Bhushan told me that there was a much larger issue at play beyond the quantum: democracy itself. In India’s multi-party system, in his view, a scheme like Electoral Bonds “skewed the level playing field.” 

Indeed, there has been a slew of reporting on these lines in the past few weeks. At 1,368 crores, Future Gaming and Hotel Services, a leading lottery company in India, emerged as the biggest corporate donor. The company has reportedly been under investigation for money laundering. Megha Engineering and Infrastructures Ltd was second with a total donation value of 966 crores.
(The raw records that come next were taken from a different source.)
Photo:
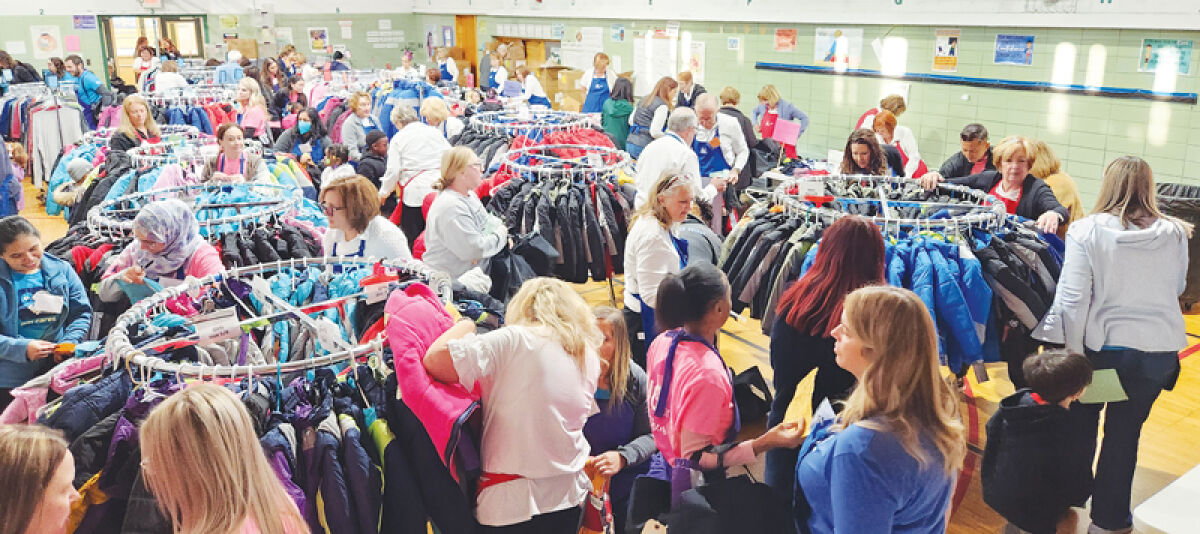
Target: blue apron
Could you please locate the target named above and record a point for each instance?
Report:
(678, 473)
(598, 93)
(712, 159)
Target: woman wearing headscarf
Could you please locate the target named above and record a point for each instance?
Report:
(167, 249)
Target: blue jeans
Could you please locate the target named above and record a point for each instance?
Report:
(1143, 376)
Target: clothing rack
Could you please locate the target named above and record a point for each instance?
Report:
(527, 121)
(987, 213)
(119, 348)
(115, 217)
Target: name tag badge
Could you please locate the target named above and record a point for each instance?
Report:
(46, 303)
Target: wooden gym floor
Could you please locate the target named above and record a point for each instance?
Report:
(1168, 443)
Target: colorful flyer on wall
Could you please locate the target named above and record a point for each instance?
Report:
(838, 47)
(946, 51)
(318, 37)
(1165, 51)
(785, 39)
(1014, 49)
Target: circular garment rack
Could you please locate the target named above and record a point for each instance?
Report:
(120, 349)
(115, 217)
(945, 207)
(533, 120)
(591, 160)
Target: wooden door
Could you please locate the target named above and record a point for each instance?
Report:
(465, 35)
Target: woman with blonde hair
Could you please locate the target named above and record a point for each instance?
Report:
(460, 233)
(437, 114)
(538, 378)
(1109, 309)
(1013, 184)
(252, 111)
(203, 462)
(137, 125)
(653, 250)
(649, 118)
(1048, 168)
(358, 125)
(889, 460)
(36, 461)
(619, 433)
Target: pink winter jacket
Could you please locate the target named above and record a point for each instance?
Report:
(415, 318)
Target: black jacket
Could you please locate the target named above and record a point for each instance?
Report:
(1037, 197)
(1036, 463)
(958, 166)
(372, 167)
(748, 172)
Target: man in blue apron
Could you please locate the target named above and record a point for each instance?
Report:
(598, 84)
(721, 151)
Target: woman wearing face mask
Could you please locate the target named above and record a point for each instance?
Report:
(167, 247)
(233, 165)
(461, 234)
(355, 227)
(43, 304)
(306, 141)
(1021, 192)
(358, 125)
(36, 460)
(137, 126)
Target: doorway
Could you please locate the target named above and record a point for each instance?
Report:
(121, 34)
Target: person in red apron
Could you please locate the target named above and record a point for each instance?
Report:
(694, 414)
(773, 108)
(885, 125)
(597, 83)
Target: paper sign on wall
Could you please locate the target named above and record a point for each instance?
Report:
(1014, 49)
(47, 41)
(946, 51)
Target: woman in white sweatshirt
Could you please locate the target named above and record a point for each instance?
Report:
(1126, 264)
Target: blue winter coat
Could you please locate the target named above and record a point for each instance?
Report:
(72, 327)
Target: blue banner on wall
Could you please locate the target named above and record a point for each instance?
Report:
(1014, 49)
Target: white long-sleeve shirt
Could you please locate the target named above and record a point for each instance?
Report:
(381, 240)
(733, 142)
(649, 257)
(460, 233)
(665, 156)
(414, 161)
(1104, 295)
(907, 142)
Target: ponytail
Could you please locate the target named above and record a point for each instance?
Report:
(687, 297)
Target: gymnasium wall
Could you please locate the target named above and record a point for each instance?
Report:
(1085, 131)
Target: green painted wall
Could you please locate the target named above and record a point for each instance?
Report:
(1085, 131)
(16, 28)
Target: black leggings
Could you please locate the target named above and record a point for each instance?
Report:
(557, 522)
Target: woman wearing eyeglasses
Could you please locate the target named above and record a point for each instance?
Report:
(355, 227)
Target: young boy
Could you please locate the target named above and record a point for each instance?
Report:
(1036, 465)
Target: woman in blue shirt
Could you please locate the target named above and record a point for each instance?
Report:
(888, 463)
(42, 304)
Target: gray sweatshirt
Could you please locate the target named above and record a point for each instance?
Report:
(1119, 287)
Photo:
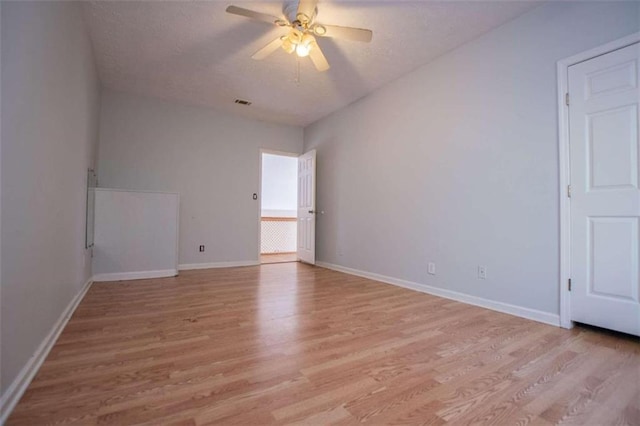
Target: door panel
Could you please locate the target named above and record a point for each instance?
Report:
(605, 199)
(307, 207)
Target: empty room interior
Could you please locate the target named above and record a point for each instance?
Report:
(320, 212)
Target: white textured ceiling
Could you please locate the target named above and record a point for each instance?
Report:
(195, 53)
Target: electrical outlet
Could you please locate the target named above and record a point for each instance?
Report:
(482, 272)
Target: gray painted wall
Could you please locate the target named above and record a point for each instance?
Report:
(457, 162)
(210, 158)
(50, 101)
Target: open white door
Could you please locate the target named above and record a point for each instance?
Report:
(307, 207)
(605, 194)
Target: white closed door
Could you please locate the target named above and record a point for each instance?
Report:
(605, 194)
(307, 207)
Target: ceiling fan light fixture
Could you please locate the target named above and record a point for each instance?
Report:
(304, 47)
(319, 30)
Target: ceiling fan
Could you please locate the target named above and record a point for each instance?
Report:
(303, 30)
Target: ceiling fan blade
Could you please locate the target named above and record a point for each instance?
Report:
(252, 14)
(268, 49)
(318, 59)
(348, 33)
(307, 8)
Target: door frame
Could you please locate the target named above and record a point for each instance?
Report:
(259, 210)
(565, 164)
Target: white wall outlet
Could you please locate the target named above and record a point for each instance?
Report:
(431, 268)
(482, 272)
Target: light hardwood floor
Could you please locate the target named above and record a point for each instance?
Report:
(292, 343)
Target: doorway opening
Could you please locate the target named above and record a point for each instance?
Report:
(278, 208)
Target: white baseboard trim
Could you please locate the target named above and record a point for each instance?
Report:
(19, 385)
(189, 266)
(141, 275)
(519, 311)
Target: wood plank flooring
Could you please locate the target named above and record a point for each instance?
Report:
(294, 344)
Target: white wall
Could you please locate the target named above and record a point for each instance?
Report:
(279, 185)
(212, 159)
(50, 100)
(136, 234)
(457, 162)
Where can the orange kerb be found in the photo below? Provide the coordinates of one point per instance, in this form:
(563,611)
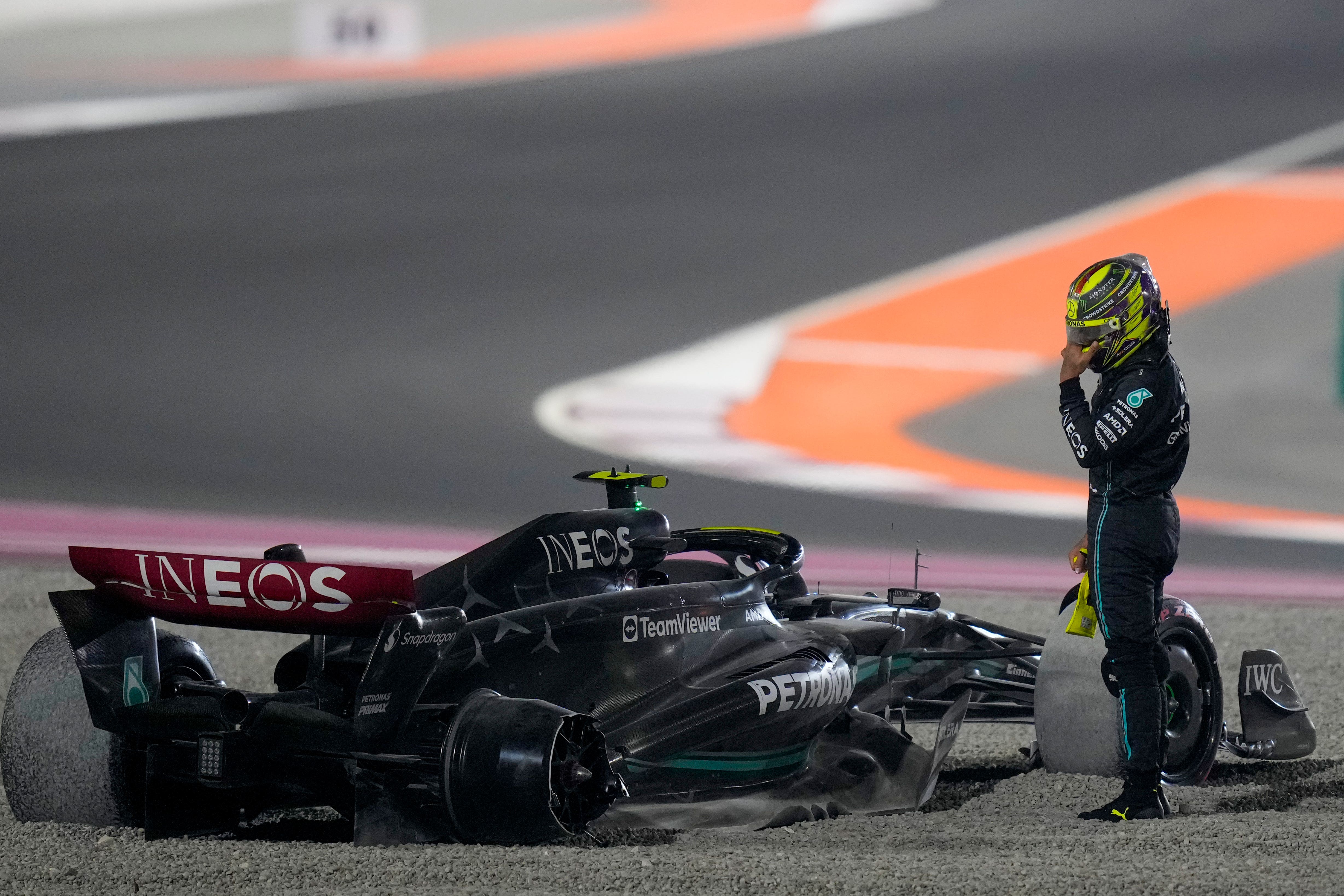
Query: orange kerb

The company has reportedly won several giant government tenders including ones to build the Kaleshwaram Lift Irrigation Project worth 1.15 lakh crore and the Thane-Borivali Twin Tunnel Project for 14,400 crore. 

Farasat said that it was now up to the Opposition to figure out what to make of the fact that the “government flagship scheme for electoral funding has been found to be blatantly unconstitutional.” “They need to decide how to speak about it to the public,” he said. 

Amrita Johri, member of the Satark Nagrik Sangathan (SNS) and National Campaign for People’s Right to Information (NCPRI), told me that it all boiled down to trust. “I think the Scheme has created suspicion in the mind of the public. And I think that you have to judge government actions from a prism of public trust.” Johri was part of the team that filed the early RTIs around the Scheme. 

“All of this is very much about citizens feeling that their vote counts,” said Anjali Bhardwaj, a transparency activist and co-founder of SNS and NCPRI. “Who I am electing should actually be working for me as a citizen and not for a corporate interest or an industry simply because that’s where they are getting money from.”